Modern Singapore was founded by the British as a trading colony in 1819 due to its geographical location between East and West. Independent since 1965, Singapore is a very modern city and has one of the highest population densities in the world. Be warned, it is extremely crowded!
Singapore is hot and humid all year round. This makes it uncomfortable to spend long hours walking around the city or engaging in outdoor activities. Where possible, avoid travelling to Singapore in the months of December and January, as the monsoon season brings with it torrential rains.
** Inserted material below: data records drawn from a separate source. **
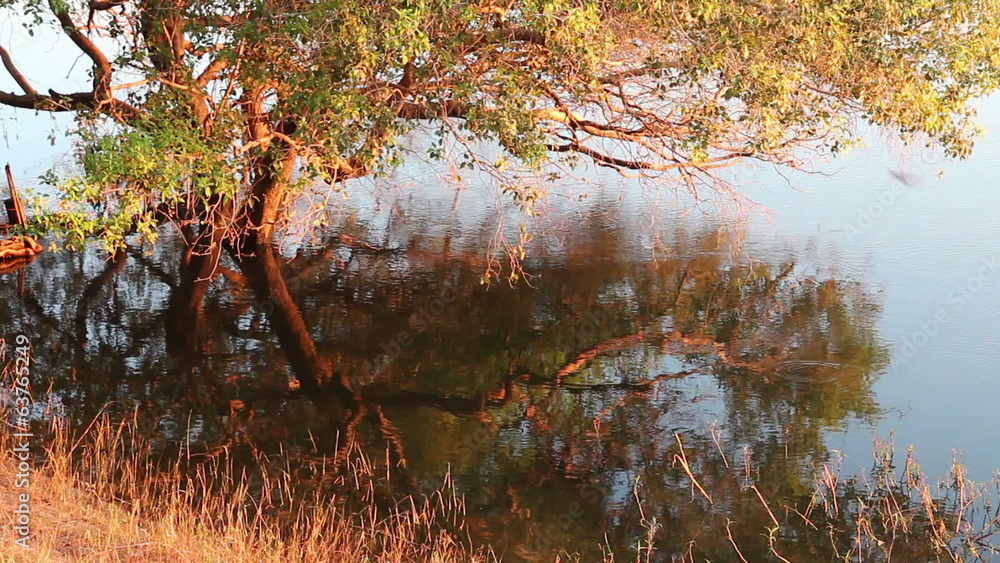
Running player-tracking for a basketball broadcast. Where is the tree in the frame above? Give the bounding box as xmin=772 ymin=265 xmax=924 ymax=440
xmin=0 ymin=0 xmax=1000 ymax=253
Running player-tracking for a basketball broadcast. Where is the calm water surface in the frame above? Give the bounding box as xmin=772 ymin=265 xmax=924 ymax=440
xmin=0 ymin=94 xmax=1000 ymax=560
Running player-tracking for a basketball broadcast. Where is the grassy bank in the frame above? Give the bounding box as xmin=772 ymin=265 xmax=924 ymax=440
xmin=0 ymin=366 xmax=1000 ymax=562
xmin=0 ymin=410 xmax=495 ymax=562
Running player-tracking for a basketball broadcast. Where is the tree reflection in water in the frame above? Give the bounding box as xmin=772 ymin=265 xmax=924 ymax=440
xmin=0 ymin=209 xmax=887 ymax=560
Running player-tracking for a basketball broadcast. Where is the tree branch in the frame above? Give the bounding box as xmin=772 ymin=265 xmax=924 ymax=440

Most Singaporeans rely on the Mass Rapid Transit (MRT) system to get around the city and trains are usually very crowded, even during off-peak hours. This results in plenty of pushing and shoving. MRT stations are generally located far apart, and commuters often have transfer to buses to complete their journeys. Bus fares are cheap, but bus routes are often confusing and the bus guides located at bus stations are often difficult to comprehend. When confused, do seek advice from the locals at the bus stop as most Singaporeans are able to speak English. Taxis are quite affordable in Singapore. But be warned, during rush hours, it is almost impossible to get a cab. Singapore travel bloggers reported that waiting times for taxis could last as long as 45mins at certain shopping malls along the busy Orchard Road. Consider storing some telephone numbers of taxi companies in case you need to call a taxi. It’ll save you plenty of time, but at the cost of the reservation fees.
Where and what to Eat
Eating is the favourite pastime of Singaporeans. A visit to Singapore would not be complete with a visit to the local Hawker Centres. Some favourite Hawker Centres include the Maxwell Food Centre, Newton Food Centre and Chomp Chomp (near Serangoon Gardens). Do try Bak Kut Teh, a dish of pork ribs served in a peppery soup. Another popular dish is the Hainanese Chicken Rice. My favourite chicken rice outlets are Loy Kee and Boon Tong Kee located along Balestier Road. Another popular chicken rice outlet of mine is located along Thomson Road, opposite the Novena Church (Novena MRT). Another interesting dish is the oyster omelette. Try the oyster omelette at Stall 48 at Newton Food Centre, my personal favourite.
Clarke Quay is the most popular entertainment and leisure location in Singapore, It’s filled with restaurants serving food from all over the world, vibrant pubs and dance clubs as well as shopping outlets selling all types of gifts and food. Robertson Quay and Mohammad Sultan Road are two other areas popular with the locals for the restaurants, wine bars and night spots.
For a bit of peace and quiet, try dining or having a drink at Rochester Square; food outlets here are converted from colonial-style bungalows. Tanglin Village, located on a small little hill surrounded by lush greenery is another great place to chill out.
Orchard Road is the undisputed shopping district of Singapore. Here, you will find all the luxury brands as well as little stalls selling affordable street wear. Orchard Road does get pretty crowded during weekends. Suntec City and Raffles City are two other favourite shopping malls (City Hall MRT) linked by an underground shopping street called Citylink Mall. Shops are pretty much the same as those along Orchard Road, so if you have limited name, it’s best to stick to the malls along Orchard Road.
Sentosa is an island resort located just off the southern tip of the main island. It has plenty of tourist attractions, including long stretches of man-made sandy beaches. While you are at Sentosa, do catch the Songs of the Sea, a visual display composed using laser, water, fire, music and fireworks. Cable car journeys from Sentosa to Mount Faber offer panoramic views of the city. If you are the romantic type, you can even choose to dine in a cable car with your love ones. Vivocity is a large shopping mall located near Sentosa; it’s a huge shopping mall with plenty of good eating outlets.